Zwar schafft er es nur selten rechtzeitig zum gemeinsamen Abendessen nach Hause und auch die Wochenenden sind oft voll Arbeit, doch liebt er seinen Job und ist stolz darauf, für seine Familie so einen Wohlstand geschaffen zu haben. Mutter Nina hat ursprünglich auch Medizin studiert, doch als sich nach Schreibaby Ben dann auch noch Töchterchen Emilia ankündigte, schaffte sie es nicht mehr, das Studium erfolgreich zu beenden, sodass sie heute Teilzeit als Ordinationsassistentin in einer Arztpraxis arbeitet. Die mittlerweile 16-jährige Emilia ist verliebt in ihren ersten Freund Julian, ihr 19-jähriger Bruder Ben studiert unambitioniert vor sich hin und macht beim Computerspielen die Nacht zum Tag. Und wenn man genauer hinschaut, zeigen sich so einige Risse in der Fassade der so heil wirkenden Familie. Ist irgendeines der vier Familienmitglieder wirklich glücklich? Und womit hängen ihre Schwierigkeiten zusammen?

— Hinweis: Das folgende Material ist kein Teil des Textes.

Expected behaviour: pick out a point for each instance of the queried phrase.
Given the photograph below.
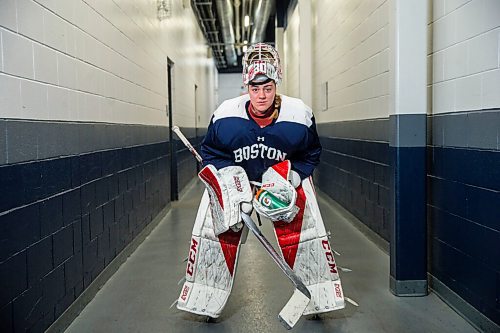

In unterhaltsamer und zugänglicher Sprache lässt uns die Autorin die Geschichte abwechselnd aus der Perspektive aller vier Familienmitglieder erleben. Dabei entwickeln sich alle vier Handlungsstränge immer mehr in Richtung Eskalation. Das Buch regt durchaus zum Nachdenken über aktuelle gesellschaftspolitische Themen und deren Schattenseiten an. Es geht unter anderem um mangelnde Wertschätzung von Care-Arbeit, um beruflichen Aufstieg und seinen Preis im Familienleben, um den drastischen Einschnitt, wenn aus einem Paar eine Familie wird, um Frauen, die sich bemühen, ihre Söhne progressiv zu erziehen, in einer Welt, in der auch bei der Partnerwahl nach wie vor oft anderes geschätzt wird und es die nicht so einfühlsamen, aber "cool" wirkenden jungen Männer bei den jungen Frauen oft leichter haben, und um vieles mehr. Wie in so vielen momentan neu erscheinenden Romanen gibt es auch hier wieder eine lesbische Liebesbeziehung, das scheint derzeit Programm zu sein. Das Ende kam für mich etwas abrupt, da hätte ich mir durchaus gewünscht, dass so einiges noch weiter auserzählt worden wäre.

Insgesamt ist es ein leicht lesbares, unterhaltsames und gleichzeitig zum Nachdenken anregendes Buch, das ich insbesondere einer modernen, progressiv eingestellten Leserschaft empfehlen kann.